Squirrels can't seem to pass a plot of newly spread leaf mulch without poking around in it and scattering their diggings on walks and trails. They do it to bury acorns. Who could argue? But I knew there was more to it when I saw that much of their earth moving is flighty and their holes much too shallow. Most of the work that squirrels do is just scratching in the mulch. Unlike dogs who take burying things seriously; squirrels don't.

So I thought until I read an article on how crafty squirrels can be. A researcher who studies squirrels with more than a passing interest found that after they bury an acorn, they move to other nearby sites where they poke around in the ground pretending to bury their nut.

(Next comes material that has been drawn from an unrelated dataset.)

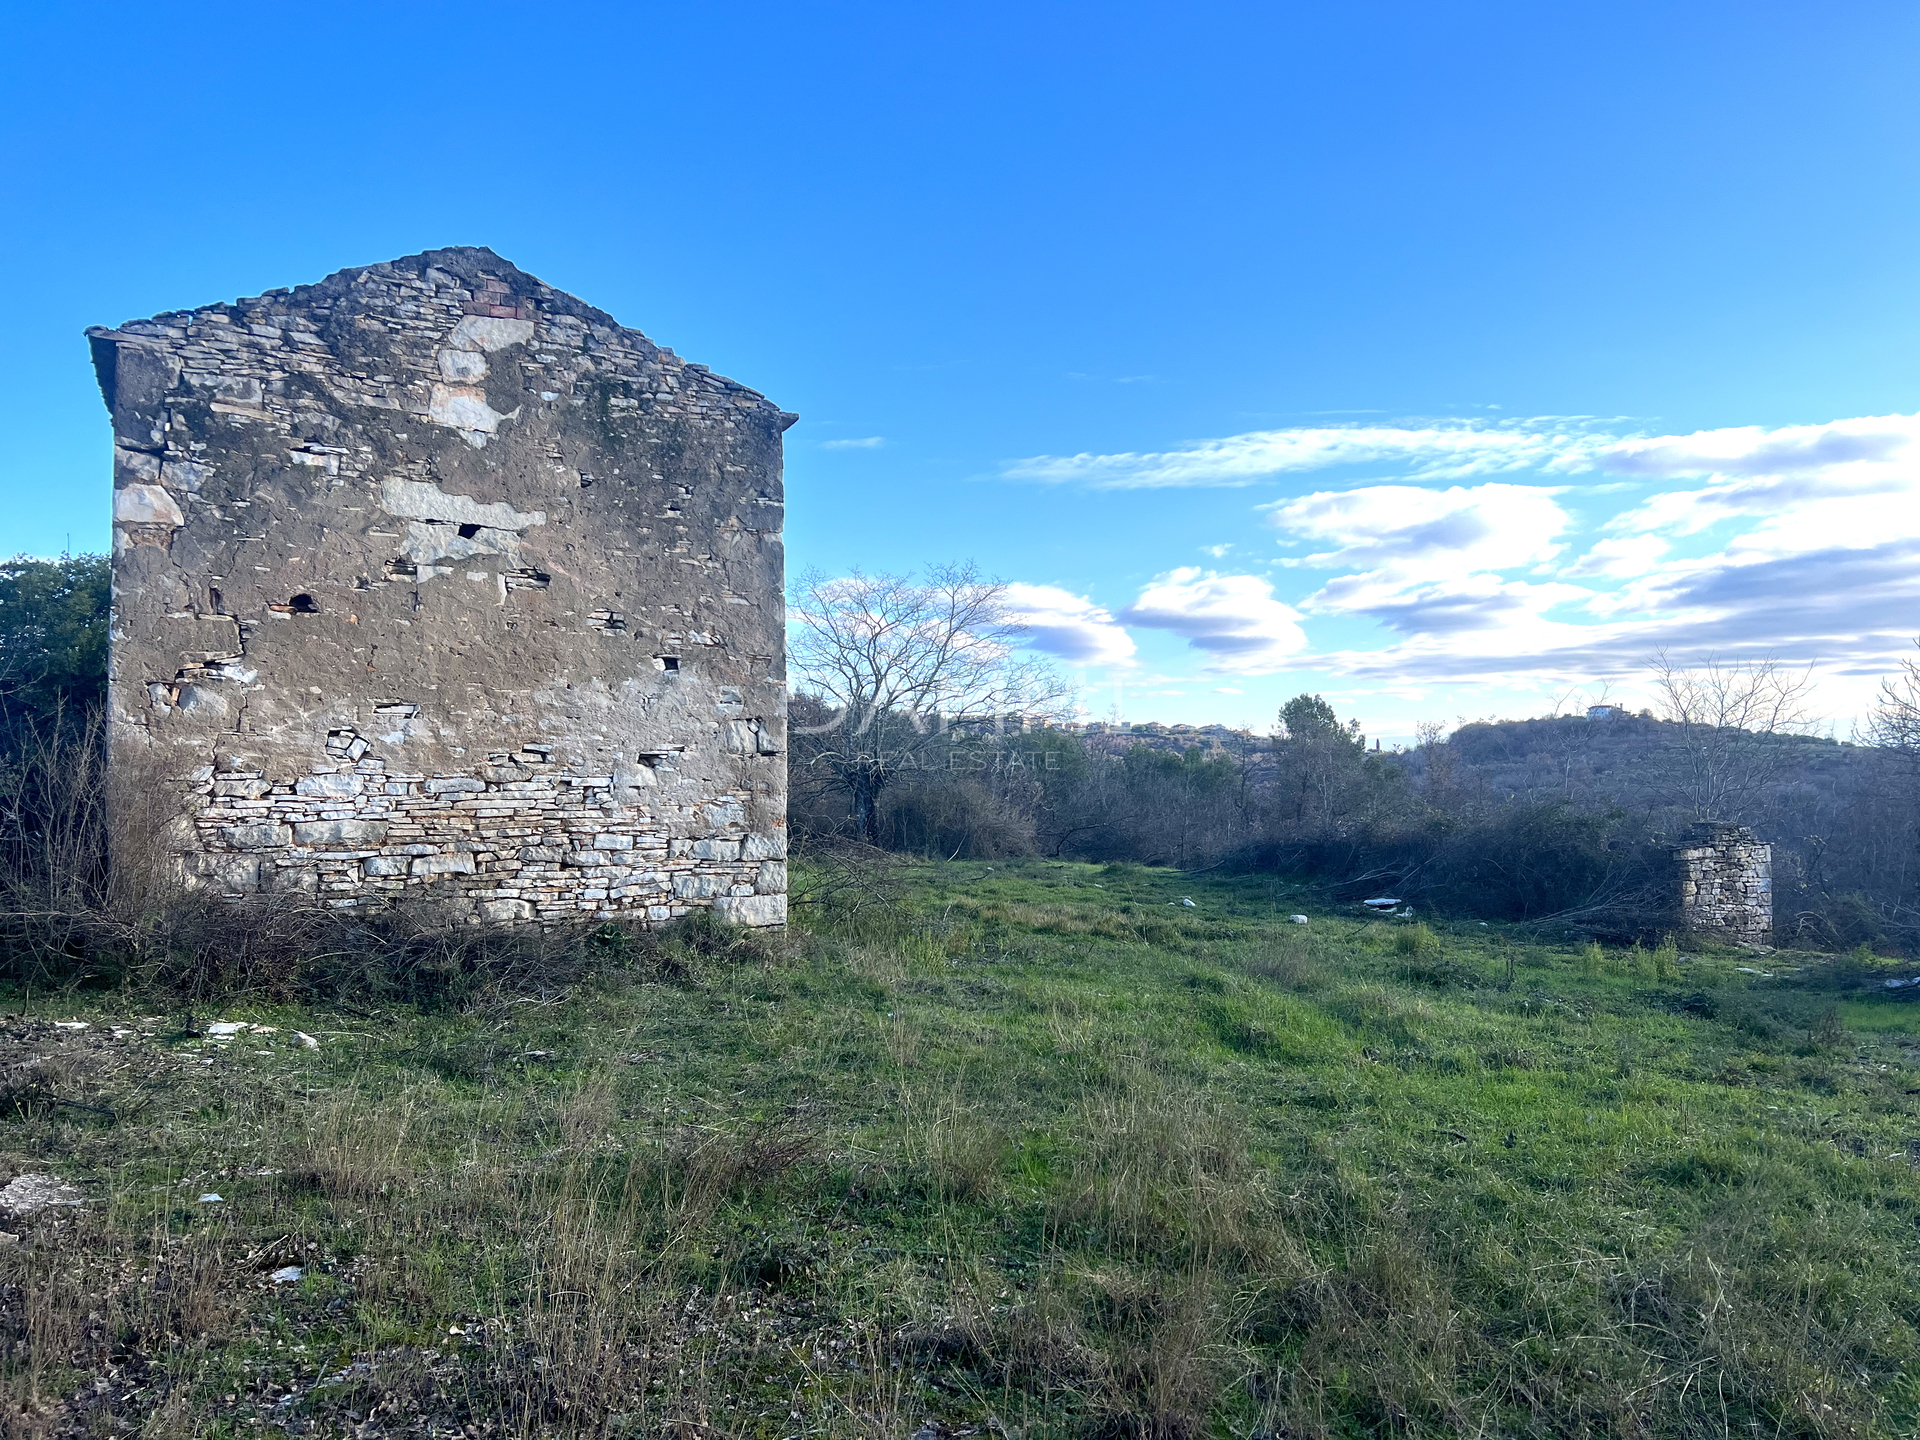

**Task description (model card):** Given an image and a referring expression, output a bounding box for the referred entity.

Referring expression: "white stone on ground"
[0,1174,85,1216]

Some squirrels vary the drill by digging many holes first and then bringing an acorn back to just one of them. This furtive shell game that squirrels play is meant to confuse and deceive other animals that might want to feast on a squirrel's cache. The investigator doesn't say so, but I suspect that the other animals are mostly other squirrels. I wonder if as con men themselves, the squirrels fall for the same con they pull? Anyhow, now I know why squirrels make such a mess in the coverings of leaf mulch.

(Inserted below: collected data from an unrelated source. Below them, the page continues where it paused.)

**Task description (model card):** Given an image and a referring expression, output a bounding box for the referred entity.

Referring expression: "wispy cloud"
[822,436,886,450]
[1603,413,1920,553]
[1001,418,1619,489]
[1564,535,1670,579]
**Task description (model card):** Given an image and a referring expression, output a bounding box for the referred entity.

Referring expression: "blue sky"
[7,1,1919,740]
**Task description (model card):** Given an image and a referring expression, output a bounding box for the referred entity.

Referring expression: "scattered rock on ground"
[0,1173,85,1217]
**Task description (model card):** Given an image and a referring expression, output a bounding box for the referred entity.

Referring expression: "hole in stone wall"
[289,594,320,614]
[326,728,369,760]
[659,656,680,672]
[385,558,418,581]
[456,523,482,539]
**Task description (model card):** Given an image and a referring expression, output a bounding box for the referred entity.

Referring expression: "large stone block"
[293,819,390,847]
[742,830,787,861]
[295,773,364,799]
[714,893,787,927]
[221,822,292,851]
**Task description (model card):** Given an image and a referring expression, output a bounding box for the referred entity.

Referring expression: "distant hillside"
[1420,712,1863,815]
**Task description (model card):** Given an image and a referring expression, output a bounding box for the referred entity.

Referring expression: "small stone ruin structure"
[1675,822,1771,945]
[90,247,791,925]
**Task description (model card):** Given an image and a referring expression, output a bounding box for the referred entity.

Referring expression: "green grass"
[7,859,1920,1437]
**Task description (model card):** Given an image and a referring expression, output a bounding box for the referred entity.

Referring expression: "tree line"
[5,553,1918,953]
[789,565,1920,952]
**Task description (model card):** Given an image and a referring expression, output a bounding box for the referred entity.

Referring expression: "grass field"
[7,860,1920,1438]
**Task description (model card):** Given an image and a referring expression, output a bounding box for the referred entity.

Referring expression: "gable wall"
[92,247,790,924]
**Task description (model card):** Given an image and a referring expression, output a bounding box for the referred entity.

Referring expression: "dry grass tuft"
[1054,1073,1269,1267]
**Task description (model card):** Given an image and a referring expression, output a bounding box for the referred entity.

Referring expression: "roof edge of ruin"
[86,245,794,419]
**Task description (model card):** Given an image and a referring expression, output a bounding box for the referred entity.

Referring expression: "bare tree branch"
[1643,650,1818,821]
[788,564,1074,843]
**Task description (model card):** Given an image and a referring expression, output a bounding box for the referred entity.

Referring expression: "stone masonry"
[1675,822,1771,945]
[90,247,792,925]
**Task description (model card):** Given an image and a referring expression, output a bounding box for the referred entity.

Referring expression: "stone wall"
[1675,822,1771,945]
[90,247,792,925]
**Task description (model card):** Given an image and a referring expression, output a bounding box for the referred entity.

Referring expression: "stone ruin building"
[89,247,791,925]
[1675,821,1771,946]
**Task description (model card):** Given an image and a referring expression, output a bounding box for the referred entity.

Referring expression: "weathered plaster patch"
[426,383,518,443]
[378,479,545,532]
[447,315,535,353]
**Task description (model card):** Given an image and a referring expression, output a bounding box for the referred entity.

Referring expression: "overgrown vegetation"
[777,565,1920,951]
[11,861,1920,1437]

Some other burying going on: Spring bulbs are being spotted in both of major bulb gardens. I saw lots of hyacinth and tulip bulbs lying on the ground waiting to be buried. Positioning is the easy part of the job. Planting and covering takes more work. I wondered how the Garden keepers organize the job of planting several thousand bulbs. Do they recruit and an army of volunteers and outfit them with bulb planters? Probably not. More likely it's a staff job with two-person teams: one person who uses a gas-powered auger to make holes of uniform depth and diameter and the other who drops in the bulbs and then covers them.


Mid-November ought to be seed making time for plants. Not the Cranesbill (Geranium 'Gerwat') though. I could find few of the distinctive bird's beak seedpods among the still wildly blooming violet flowers. I hate taking pictures of violet-colored flowers like the Cranesbill because I'm forced to look at the owner's manual of my Olympus D-510 camera again. Somewhere in there I know I will find something that will tell me why the camera insists on coloring any violet flower it sees as blue. So far, I haven't found the setting that will set it straight, so I have to depend on Photoshop to exchange blue for purple.

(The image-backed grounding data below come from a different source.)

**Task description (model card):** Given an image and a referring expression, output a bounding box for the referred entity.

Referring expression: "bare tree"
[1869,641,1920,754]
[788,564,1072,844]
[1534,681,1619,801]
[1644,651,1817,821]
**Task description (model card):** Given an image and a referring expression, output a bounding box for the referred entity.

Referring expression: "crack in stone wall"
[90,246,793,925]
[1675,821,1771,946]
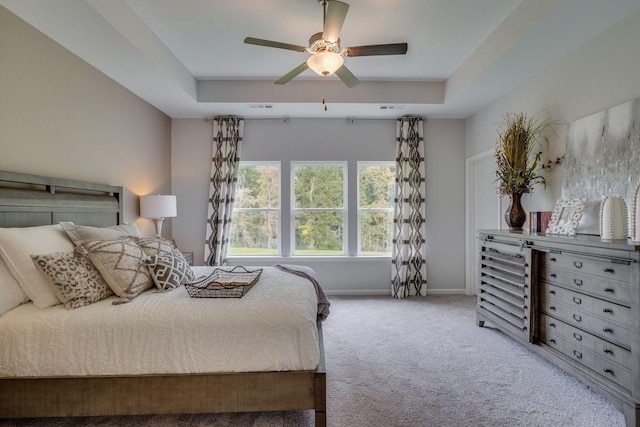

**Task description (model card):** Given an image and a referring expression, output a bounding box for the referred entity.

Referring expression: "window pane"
[294,211,343,254]
[230,210,278,255]
[294,165,344,208]
[230,162,280,256]
[235,164,279,209]
[359,164,395,208]
[360,211,394,254]
[358,163,395,256]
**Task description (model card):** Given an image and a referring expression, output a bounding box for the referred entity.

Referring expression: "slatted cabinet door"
[477,238,533,345]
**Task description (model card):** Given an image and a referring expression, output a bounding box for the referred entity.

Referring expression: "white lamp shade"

The leaves on the ginkgo trees have colored. About half of them have fallen. Most have a distinctive palm-fan shape that evokes images of ancient pharaohs being fanned by court lackeys. Today I read in the book The Curious Gardener that the ginkgo has widely different leaf shapes. Author Jürgen Dahl writes "The leaf shapes are surprising and unexpected in a tree that is so ancient . . . I find something distinctly playful in this . . . when I see how a plant genus or species seems to try out all the possible variations that lie hidden in its basic form." I hadn't seen what Dahl saw. Next week I plan to pick up a handful of ginkgo leaves and enjoy their "playful" splits and contours.


I have two large, prize clay pots. They were made in Italy and are decorated with fanciful fern fronds that I think were drawn on the soft clay by fingers and a thumb before the pots were fired. I don't want the winter to crack either pot, so I pulled out the leggy plants of summer, washed both pots, and stored them in basement until I think its safe for them to come out again. I thought of my two pots as I looked inside a shapely clay pot in the Garden that had cracked, but was still being used. The cracked piece of the pot was fitted closely to the whole. Inside the pot and over the crack I saw a patching fabric that looked like the material I use at home to bridge plaster cracks. Over that, the preservers had brushed on generous dollops of some waterproof adhesive. I'll remember this, just in case in some other fall I don't get around to keeping my pots away from winter.